REVIEW: THE DISREPUTABLE HISTORY OF FRANKIE LANDAU-BANKS - E. LOCKHART

(uk cover)

INFO
TITLE: The disreputable history of Frankie Landau-Banks
AUTHOR: E. Lockhart
RELEASE DATE: First published January 1st 2008, this edition November 6th 2014
PUBLISHER: Disney-Hyperion
PAGES (MY COPY): 352
GOODREADS: x


SYNOPSIS
Fifteen-year-old Frankie Landau-Banks has grown up a lot over the summer. She's no longer daddy's little girl - and almost immediately after starting the new semester at her highly prestigious school, she bags goofy-but-gorgeous Matthew Livingston as her boyfriend. They get along great but then Frankie discovers that Matthew is a member of a boys-only secret society that specialise in 'hilarious' pranks. Which hardly seems fair... especially when Frankie knows she's smarter than any of its members. And to prove this, she's going to teach them a lesson.

Impersonating lead member Alpha by using a fake email account is surprisingly easy, and soon Frankie is setting the boys up with all sorts of ridiculous schemes and sending them on wild goose chase after wild goose chase. Alpha's not prepared to lose face and admit it's not him sending the emails - but the fun can't last forever, and soon Frankie will have to choose between what she think she wants, and the reputation she deserves.
 

MY THOUGHTS
I have to admit, however much I loved 'we were liars' (and I really did love 'we were liars'), I had no idea this book existed until it was released in a brand new version in the UK in November. After seeing E. Lockhart's name on the cover and reading the synopsis, I decided to give this book a go. 

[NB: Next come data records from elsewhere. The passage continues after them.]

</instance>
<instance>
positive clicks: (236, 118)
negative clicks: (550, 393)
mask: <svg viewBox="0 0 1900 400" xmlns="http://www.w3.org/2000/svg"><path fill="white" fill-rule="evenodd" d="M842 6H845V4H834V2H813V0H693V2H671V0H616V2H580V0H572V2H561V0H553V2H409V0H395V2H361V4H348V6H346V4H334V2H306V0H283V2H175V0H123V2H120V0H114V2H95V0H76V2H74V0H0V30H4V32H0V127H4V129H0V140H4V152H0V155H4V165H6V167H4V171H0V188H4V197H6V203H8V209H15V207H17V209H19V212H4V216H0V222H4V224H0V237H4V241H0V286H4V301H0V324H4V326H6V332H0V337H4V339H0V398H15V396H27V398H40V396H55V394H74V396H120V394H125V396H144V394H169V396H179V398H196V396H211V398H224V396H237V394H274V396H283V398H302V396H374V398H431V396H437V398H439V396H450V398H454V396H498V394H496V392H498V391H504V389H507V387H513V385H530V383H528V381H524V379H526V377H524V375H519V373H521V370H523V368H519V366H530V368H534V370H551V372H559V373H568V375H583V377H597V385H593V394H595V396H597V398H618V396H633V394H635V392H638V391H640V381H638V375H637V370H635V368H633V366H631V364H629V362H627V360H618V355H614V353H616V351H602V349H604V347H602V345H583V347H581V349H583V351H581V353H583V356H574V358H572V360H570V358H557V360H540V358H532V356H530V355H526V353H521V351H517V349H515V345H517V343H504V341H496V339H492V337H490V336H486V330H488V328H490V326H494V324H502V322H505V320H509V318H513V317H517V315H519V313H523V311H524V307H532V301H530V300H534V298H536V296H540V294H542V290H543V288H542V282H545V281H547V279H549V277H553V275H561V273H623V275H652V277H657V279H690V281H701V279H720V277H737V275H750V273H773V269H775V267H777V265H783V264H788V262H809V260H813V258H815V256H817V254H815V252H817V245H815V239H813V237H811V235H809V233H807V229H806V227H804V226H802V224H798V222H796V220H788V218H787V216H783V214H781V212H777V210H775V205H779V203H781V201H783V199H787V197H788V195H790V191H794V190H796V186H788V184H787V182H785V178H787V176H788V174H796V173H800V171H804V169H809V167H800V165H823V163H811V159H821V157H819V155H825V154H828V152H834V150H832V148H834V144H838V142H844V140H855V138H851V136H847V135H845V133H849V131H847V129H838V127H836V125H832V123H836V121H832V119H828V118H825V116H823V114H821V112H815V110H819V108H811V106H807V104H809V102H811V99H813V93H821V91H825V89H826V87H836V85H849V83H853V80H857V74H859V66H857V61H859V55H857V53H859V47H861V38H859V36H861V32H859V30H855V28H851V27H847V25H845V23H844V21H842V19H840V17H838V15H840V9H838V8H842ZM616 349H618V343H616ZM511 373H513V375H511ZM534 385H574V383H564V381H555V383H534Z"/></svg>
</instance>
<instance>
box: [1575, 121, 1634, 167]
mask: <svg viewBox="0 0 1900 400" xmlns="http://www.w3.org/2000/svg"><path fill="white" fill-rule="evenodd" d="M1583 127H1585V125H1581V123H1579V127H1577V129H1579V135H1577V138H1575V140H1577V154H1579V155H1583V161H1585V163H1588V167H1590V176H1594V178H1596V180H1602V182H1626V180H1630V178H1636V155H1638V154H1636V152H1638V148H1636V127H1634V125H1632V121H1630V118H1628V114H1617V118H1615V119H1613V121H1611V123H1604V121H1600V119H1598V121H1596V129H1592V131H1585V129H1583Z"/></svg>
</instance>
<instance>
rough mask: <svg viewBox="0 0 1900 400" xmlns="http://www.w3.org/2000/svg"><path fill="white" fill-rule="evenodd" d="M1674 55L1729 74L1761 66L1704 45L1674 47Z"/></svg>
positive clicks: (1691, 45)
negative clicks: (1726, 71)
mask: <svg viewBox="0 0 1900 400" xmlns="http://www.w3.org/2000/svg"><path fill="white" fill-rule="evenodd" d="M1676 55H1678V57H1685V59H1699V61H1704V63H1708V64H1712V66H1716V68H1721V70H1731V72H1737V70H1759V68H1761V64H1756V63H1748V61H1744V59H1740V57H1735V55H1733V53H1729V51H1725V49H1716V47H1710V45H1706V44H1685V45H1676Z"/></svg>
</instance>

'The disreputable history...' was set in a boarding school, which got me interested before the book even started. My childhood Malory Towers obsession may make me slightly biased here, but I LOVE anything set in boarding schools and I loved that aspect of this book. 

I liked the characters- especially Frankie, who was strong, smart and generally kickass- but I never felt very connected to any of them. Sometimes I got some of them mixed up, but that might have been just me. I think my disconnection from the characters, and the story as a whole, was mostly due to the writing. The book is written in third person and the prose seems quite detached from the story. I still enjoyed the writing style as it was unique and easy to read, however it did prevent me from completely getting into the story.

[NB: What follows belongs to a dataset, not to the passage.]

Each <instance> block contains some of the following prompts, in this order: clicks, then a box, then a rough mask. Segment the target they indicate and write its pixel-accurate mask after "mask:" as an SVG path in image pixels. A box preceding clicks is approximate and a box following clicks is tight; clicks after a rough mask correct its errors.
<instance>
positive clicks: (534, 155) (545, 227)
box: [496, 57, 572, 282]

The plot itself was really interesting, however I felt that it didn't really get started until more than half way through the book. The first part of the book was mostly just Frankie living her life at school and talking to her friends and I thought it seemed like the characters were just having pretentious conversations to show the reader how smart they are instead of actually adding to the story. When the story finally picked up, however, I loved seeing how Frankie infiltrated the order of the basset hounds and the pranks she orchestrated were so fun to read about. I just wish that more of the book was filled up with the pranks, because they were hilarious.

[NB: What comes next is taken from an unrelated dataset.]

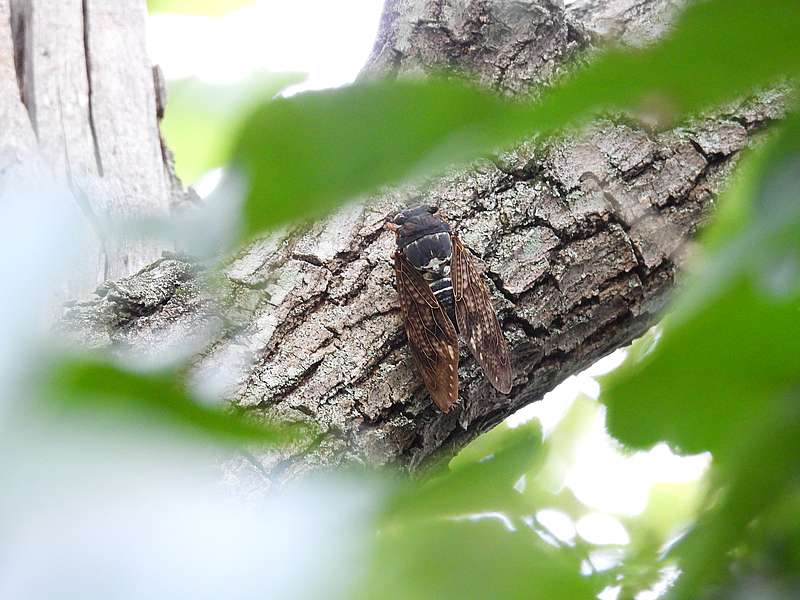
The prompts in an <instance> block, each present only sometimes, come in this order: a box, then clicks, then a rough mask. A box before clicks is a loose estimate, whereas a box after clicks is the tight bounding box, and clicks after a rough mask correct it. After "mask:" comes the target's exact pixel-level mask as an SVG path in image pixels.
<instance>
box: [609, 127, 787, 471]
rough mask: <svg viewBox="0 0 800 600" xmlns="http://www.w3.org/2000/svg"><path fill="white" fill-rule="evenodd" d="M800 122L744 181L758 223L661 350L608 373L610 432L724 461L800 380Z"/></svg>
mask: <svg viewBox="0 0 800 600" xmlns="http://www.w3.org/2000/svg"><path fill="white" fill-rule="evenodd" d="M798 123H800V121H798V120H797V119H795V120H793V121H792V122H791V123H789V124H788V127H787V129H786V131H785V132H784V134H783V136H782V137H781V138H780V140H778V141H776V142H775V143H774V145H773V146H772V147H770V148H766V149H764V151H763V152H762V153H761V154H760V155H758V156H756V157H754V158H752V159H751V161H752V162H751V164H750V165H749V166H748V168H747V172H748V173H749V177H747V178H744V179H741V180H740V181H739V182H738V183H739V185H742V186H745V187H747V188H748V189H752V190H754V191H755V193H754V194H752V195H751V196H750V197H751V205H750V207H749V211H750V213H751V215H752V216H751V222H750V225H749V226H748V227H747V228H746V229H744V230H742V231H741V232H740V234H739V235H737V236H735V237H733V238H732V239H729V240H728V243H727V244H725V245H724V246H721V247H720V248H719V249H718V250H717V252H716V255H715V256H714V257H713V259H711V260H710V261H709V263H708V264H707V265H706V267H705V268H704V269H703V270H702V271H701V273H699V274H698V275H697V276H696V277H694V278H693V279H692V281H691V282H690V284H689V285H688V286H687V290H686V293H685V295H684V297H683V298H682V299H680V300H679V301H678V302H677V304H676V306H675V307H674V313H673V314H672V315H671V316H670V317H669V318H668V319H667V320H666V321H665V322H664V326H663V334H662V336H661V339H660V340H659V342H658V343H657V345H656V347H655V349H654V350H653V351H652V352H632V353H631V355H630V358H629V360H628V361H626V364H625V365H623V367H621V368H620V369H618V370H617V371H615V372H614V373H612V374H611V375H610V376H608V377H607V378H606V379H605V380H604V382H603V400H604V402H605V403H606V404H607V406H608V424H609V429H610V431H611V433H612V434H613V435H614V436H615V437H617V438H618V439H619V440H621V441H622V442H624V443H626V444H628V445H631V446H634V447H640V448H642V447H648V446H651V445H653V444H655V443H657V442H658V441H660V440H667V441H669V442H671V443H672V444H674V445H675V446H677V447H679V448H681V449H682V450H684V451H686V452H690V453H697V452H702V451H704V450H711V451H712V452H713V453H714V457H715V459H717V460H723V461H724V460H725V459H726V458H727V456H728V454H729V452H730V451H731V450H733V449H735V447H736V446H737V444H738V442H739V440H740V439H742V436H747V434H748V432H749V430H750V429H751V428H752V427H753V426H756V425H758V424H759V423H760V422H761V418H762V416H763V415H764V414H765V411H767V410H768V409H767V407H769V406H770V405H771V402H772V400H773V399H774V398H775V397H776V396H777V395H779V394H781V393H786V392H787V390H789V389H791V388H792V387H793V386H795V385H797V384H798V383H800V361H798V359H797V357H798V356H800V336H798V335H797V331H798V330H797V327H796V323H797V318H798V307H800V202H797V198H796V189H797V188H796V185H797V180H798V173H800V125H798ZM791 141H794V142H795V143H796V144H797V146H795V147H792V146H791V145H787V144H790V143H791ZM734 193H736V192H734ZM724 203H725V200H724V198H723V200H722V204H723V205H724Z"/></svg>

I had one more problem with this book, and that was the info dumping. E. Lockhart included pages and pages of information about the story and the characters where nothing was actually happening. It didn't ruin the book for me, I just felt like the information could have been distributed throughout the story instead of me having to try and take everything in from a big block of text.

Now, my favorite thing about this book...the feminism. I've never read a YA book with feminism as a main theme. I've never read YA book with an openly feminist protagonist (screw that, just remembered  Blue from the raven boys) who tells boys straight and doesn't take anybody's shit. Now I have, and I love it. If you only read this book for one reason, read it for the girl power.

Overall I really enjoyed this book; I thought it was a lot of fun and I liked Frankie as a main character. It had a few things that made me feel detached from the story and not enjoy it as much as I could, but I'd still definitely recommend it.